Bags were packed on moving day at Chiefs camp. The sixth year of working out at Missouri Western State University ended with Military Appreciation Day capped by a flyover from a C-130 Airlift Wing stationed at Rosecrans Air National Guard Base.
“First practice I’ve ever been at where there was a flyover,” Chiefs coach Andy Reid said. “That’s normally saved for Super Bowls. How awesome was that?”
Here are five things the Chiefs accomplished and learned about themselves over the past month.
1) There has to be a primary concern, right? It’s the offensive line, and the revolving door of starters.
When camp opened the starting line from left to right consisted of Eric Fisher, Ben Grubbs, Eric Kush, Jeff Allen and Donald Stephenson. That lasted a week. Out went Kush, Allen and Stephenson and in came rookie Mitch Morse at center, Zach Fulton at guard and Allen at right tackle.
Then injuries got added to the equation. Fisher has a high ankle sprain and Allen a knee sprain. They’ll miss Friday’s game against the Seahawks.
Jarrod Pughsley, Paul Fanaika and Laurent Duvernay-Tardiff have also worked as starters.
Grubbs has been the lone constant at his position, and Fisher was having a good camp and will return to his spot when he heals. Everything else seems uncertain.
“I think by the time you get to your third week when your starters are playing a lot, three quarters, you should have that ironed out,” offensive coordinator Doug Pederson said.
How will it shake out for the regular-season opener? It’s anyone’s guess.
2) Chiefs have a wide receiver-palooza
A Chiefs wide receiver is getting to the end zone this season, count on it. Not only did general manager John Dorsey and Reid address one of the team’s biggest needs with the signing of Jeremy Maclin, they drafted promising Chris Conley, along with Da’Ron Brown and have developed productive practice players like Albert Wilson, Frankie Hammond and Fred Williams.
Highlight-reel receptions became a daily occurrence. Hammond, Williams and Brown each caught a touchdown pass against the Cardinals last week. Look for Conley, who missed that game, to make his debut Friday. There’s not enough room on the roster for them all. One or two could find themselves on the practice squad or another NFL roster in a matter of weeks.
“Every kid we got out there got a chance to play and that might not be the case in every game,” wide receivers coach David Culley said. “But you’re going to get a chance to say if you can or cannot play in this league.”
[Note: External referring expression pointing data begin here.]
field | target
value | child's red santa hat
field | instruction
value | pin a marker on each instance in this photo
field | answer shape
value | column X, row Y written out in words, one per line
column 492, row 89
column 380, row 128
3) Financial success hasn’t spoiled Justin Houston
Two weeks before camp, Houston signed the richest contract in Chiefs history, a six-year, $101 million deal that includes $52.5 million guaranteed.
Players have been known to use that deal as a mattress and relax. But Houston’s work ethic has drawn raves from coaches, They see no let-up in Houston, who topped the NFL with 22 sacks last season.
“I don’t see that, if anything he’s been the other way,” defensive coordinator Bob Sutton said. “He’s been very vocal, very involved getting everybody on the right page, the way we want to practice. When you have one of those guys, it’s such a plus for your team.”
4) Eric Berry’s workload will increase
Berry’s recovery from Hodgkin lymphoma is the NFL’s feel-good story of the preseason, and camp was Berry’s next step. He got in regular work, usually with the second team, but played only eight snaps in the preseason opener. The workload should increase Friday.
“This is really a chance to get back into football, the fundamentals of his position, and every day out there talking with him he’s becoming more comfortable,” Sutton said.
5) No joint practices while Reid is the coach
Joint practices can be lively as the punches thrown during the Cowboys-Rams and the Washington-Texans have proved. Reid said he’s not interested in sharing the practice field with another team.
“From a selfish standpoint, in today’s world with technology, there’s not a lot of secrets, and so really you have your coaching points and teaching points on the field,” Reid said. “I really don’t want anybody (else) hearing that. As much as I can keep in-house in today’s world, I’d like to do. I think you give up a little bit of that. It just isn’t my style.”